Não que nosso herói estivesse inativo. Casado há 53 anos com dona Terezinha, pai de quatro filhos – apenas a caçula é solteira e mora com o casal -, compondo o tempo todo, Alemão leciona há 12 anos na Universidade Livre de Música (ULM), em São Paulo – rebatizada Centro de Estudos Musicais (CEM) -, e é membro efetivo da Associação Internacional de Guitarras.
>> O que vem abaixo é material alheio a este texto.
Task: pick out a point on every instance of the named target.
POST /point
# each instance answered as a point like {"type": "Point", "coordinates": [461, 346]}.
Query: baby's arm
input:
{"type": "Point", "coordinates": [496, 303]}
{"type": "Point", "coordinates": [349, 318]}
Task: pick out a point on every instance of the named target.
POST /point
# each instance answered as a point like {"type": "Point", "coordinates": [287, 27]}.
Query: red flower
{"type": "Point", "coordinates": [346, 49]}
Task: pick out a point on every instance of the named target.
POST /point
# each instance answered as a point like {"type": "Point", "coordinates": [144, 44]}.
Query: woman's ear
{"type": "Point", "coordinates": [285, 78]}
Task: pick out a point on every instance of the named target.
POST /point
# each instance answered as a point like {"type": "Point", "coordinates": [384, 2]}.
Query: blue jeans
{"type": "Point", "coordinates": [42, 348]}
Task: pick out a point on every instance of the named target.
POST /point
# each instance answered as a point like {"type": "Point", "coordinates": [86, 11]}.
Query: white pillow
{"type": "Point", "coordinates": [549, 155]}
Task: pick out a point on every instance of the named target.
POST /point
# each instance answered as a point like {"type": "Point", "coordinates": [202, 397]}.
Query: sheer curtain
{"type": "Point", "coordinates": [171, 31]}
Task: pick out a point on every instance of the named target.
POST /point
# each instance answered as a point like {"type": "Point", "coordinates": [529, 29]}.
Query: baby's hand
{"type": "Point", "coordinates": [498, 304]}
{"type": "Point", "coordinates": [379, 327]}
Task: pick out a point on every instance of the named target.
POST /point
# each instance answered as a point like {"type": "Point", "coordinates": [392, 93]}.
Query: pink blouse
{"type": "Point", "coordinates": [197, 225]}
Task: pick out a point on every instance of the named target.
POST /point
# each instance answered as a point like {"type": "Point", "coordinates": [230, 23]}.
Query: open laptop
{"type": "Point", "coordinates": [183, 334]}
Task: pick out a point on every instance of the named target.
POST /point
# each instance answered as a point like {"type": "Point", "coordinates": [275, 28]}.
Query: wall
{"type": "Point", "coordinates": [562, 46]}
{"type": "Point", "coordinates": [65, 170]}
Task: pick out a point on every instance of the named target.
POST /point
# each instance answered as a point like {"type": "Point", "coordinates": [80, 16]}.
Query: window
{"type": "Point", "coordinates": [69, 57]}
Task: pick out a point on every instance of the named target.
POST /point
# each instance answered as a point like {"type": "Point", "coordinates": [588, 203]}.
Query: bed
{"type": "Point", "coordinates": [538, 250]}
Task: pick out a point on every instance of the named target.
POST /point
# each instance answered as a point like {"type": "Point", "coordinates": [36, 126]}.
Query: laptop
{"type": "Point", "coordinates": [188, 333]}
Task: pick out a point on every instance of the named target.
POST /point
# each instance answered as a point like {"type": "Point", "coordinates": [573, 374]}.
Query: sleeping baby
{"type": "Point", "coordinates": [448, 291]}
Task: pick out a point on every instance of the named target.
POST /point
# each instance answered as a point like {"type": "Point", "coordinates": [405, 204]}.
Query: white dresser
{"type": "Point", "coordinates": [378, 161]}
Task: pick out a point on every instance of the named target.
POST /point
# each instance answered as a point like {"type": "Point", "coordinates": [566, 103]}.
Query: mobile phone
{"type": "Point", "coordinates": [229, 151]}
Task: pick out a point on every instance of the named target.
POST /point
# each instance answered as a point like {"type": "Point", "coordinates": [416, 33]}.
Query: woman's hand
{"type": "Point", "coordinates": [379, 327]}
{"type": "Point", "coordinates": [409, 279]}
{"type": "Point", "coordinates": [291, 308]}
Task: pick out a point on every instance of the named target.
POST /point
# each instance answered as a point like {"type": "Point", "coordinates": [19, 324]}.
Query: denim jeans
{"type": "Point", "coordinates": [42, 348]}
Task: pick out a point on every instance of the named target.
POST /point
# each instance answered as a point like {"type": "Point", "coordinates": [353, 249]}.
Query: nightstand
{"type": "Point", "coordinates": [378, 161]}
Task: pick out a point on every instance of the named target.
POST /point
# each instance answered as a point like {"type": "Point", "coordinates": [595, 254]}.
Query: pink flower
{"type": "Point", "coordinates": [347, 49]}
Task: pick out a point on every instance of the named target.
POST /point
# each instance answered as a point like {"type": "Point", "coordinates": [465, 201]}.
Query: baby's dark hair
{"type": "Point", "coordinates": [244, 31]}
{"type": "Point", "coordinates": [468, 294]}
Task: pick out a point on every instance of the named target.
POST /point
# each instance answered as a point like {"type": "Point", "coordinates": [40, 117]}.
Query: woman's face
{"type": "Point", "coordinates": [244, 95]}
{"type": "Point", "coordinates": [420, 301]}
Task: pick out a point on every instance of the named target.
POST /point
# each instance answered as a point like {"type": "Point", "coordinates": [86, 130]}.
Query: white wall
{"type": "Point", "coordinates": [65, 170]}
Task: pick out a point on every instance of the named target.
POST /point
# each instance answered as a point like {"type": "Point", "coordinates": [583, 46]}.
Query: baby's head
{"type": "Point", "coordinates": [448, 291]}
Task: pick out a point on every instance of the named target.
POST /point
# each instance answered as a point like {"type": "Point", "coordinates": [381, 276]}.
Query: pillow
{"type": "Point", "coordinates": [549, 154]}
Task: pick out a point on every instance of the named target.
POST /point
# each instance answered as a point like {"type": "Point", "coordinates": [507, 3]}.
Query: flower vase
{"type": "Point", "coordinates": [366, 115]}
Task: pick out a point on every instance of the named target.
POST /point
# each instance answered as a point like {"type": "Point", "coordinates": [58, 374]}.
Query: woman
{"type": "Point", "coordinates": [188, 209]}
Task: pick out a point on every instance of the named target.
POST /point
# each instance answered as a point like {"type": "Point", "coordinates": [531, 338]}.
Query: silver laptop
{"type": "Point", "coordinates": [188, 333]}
Autor de vários livros, o guitarrista tem especial orgulho de Valsas Contemporâneas Brasileiras, lançado no Japão, e Método de Composição Popular (Diferentes Formas de Harmonizar), em que oferece cinco tratamentos diferentes, do mais simples ao mais jazzístico, para cada uma das oito composições do livro. O músico tem predileção por aulas particulares, mas são poucos os escolhidos. Para eles, Alemão costuma se lembrar de uma vez que tocou em Angola com Zezo e o cachê foi pago em kwanza, moeda local que durante muito tempo foi considerada a unidade monetária de menor valor do mundo. Os dois receberam um caminhão de dinheiro. O guitarrista diz para os alunos: “Vocês que estão começando a tocar guitarra agora, toquem em libra esterlina, dólar ou euro e não em kwanza. É muita nota para pouco valor”.
Palavras do compositor de O Caderninho, Olmir Stocker, o Alemão, um herói brasileiro que toca (com palheta!) uma guitarra Gibson ES175 modelo 1966, daquelas que precisam de um Wes Montgomery para encarar.